Resentment/unforgiveness – Remember what you focus on you see more of.

Resentment is like carrying around a burning ember. It burns only you as long as you hold on to it.

Holding onto resentment keeps you energetically tied to the person or event, focusing your attention and energy towards hurt rather than growth or positivity. It really chokes up our creative mechanisms and keeps us stuck ruminating in the past instead of anticipating a positive future. This focus amplifies negative energy, potentially manifesting more situations that align with those feelings, like strained relationships or personal stagnation. Conversely, forgiveness is seen as releasing this negative charge, raising your vibrational frequency, and aligning you with more positive outcomes, such as peace or healthier connections.

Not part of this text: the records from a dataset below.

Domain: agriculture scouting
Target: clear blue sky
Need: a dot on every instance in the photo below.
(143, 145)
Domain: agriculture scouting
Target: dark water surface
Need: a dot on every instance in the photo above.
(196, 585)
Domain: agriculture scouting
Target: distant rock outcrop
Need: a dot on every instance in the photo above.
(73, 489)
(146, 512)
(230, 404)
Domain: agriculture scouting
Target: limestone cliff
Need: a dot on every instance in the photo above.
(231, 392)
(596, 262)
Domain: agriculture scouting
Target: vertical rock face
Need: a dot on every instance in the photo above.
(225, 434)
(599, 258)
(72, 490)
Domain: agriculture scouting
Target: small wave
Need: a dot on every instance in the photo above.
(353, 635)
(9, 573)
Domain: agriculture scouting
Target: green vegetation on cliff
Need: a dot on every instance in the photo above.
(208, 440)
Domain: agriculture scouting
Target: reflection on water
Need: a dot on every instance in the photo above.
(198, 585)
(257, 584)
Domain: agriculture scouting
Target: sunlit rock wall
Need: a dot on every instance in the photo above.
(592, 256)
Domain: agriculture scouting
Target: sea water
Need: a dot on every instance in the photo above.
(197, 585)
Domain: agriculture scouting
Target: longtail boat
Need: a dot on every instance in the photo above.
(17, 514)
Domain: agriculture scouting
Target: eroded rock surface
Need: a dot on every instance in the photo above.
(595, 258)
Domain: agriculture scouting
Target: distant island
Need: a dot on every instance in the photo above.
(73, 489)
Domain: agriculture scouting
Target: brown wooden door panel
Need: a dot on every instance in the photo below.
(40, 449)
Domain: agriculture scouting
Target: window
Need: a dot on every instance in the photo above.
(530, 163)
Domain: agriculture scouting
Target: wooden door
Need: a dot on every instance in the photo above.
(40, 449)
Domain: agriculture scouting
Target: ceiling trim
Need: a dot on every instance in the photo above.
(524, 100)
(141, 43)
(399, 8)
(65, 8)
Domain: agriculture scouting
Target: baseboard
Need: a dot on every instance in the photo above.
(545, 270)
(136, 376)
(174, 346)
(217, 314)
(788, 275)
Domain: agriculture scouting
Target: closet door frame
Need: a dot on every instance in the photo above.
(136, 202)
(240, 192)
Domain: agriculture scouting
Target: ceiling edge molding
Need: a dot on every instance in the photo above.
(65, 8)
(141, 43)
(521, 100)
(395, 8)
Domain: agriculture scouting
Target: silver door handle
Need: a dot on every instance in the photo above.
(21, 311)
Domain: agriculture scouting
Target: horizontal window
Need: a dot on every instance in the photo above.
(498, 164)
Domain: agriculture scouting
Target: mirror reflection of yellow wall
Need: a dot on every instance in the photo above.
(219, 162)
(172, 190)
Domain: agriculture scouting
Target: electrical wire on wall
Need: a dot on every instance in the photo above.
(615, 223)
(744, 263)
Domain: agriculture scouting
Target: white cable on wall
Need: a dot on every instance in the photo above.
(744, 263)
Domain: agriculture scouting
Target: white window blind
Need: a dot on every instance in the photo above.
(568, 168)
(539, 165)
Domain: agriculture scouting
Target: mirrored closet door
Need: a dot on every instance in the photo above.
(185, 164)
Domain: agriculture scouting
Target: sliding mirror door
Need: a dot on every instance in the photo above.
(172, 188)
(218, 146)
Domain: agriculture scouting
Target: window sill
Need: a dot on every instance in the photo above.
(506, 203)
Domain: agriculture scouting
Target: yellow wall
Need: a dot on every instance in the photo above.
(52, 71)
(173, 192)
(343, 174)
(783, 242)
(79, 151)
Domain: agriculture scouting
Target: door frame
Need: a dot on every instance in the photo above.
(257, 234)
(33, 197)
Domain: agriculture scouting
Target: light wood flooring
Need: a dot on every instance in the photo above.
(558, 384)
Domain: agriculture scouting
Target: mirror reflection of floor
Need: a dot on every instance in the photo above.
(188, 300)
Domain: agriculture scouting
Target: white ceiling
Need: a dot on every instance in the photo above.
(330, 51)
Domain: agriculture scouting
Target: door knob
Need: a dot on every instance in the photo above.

In essence, unforgiveness anchors you in a lower emotional state, blocking the flow of positive energy and hindering your ability to attract desired experiences. Letting go through forgiveness aligns you with higher frequencies, fostering well-being and constructive experiences.

  • It Keeps You Stuck: Holding onto resentment is like replaying a bad moment on loop. You stay trapped in anger or hurt, which stops you from moving forward and finding calm.
  • It Fuels Stress: That bitterness? It’s like a slow burn in your brain and body. It spikes stress hormones, leaving you tense, irritable, or even physically drained over time.
  • It Hurts Relationships: Resentment can make you cold, distant, or snappy with others, even if they’re not the ones you’re mad at. It builds walls, making it hard to connect and feel at ease.
  • It Undermines Self-Esteem: As we talked about, feeling good about yourself is key to peace. Resentment often comes with blaming others for your struggles, which can make you feel powerless and chip away at your confidence.
  • It Steals Your Energy: Dwelling on past wrongs takes up mental space that could be used for things that make you happy or productive. It’s exhausting and keeps you from enjoying the present.

To let go of resentment, try acknowledging your feelings without judgment, talking it out with someone you trust, or even writing a letter (you don’t have to send it) to process what’s bugging you. Forgiving doesn’t mean excusing bad behavior—it means freeing yourself from the weight. If you want tips on working through a specific resentment, just let me know!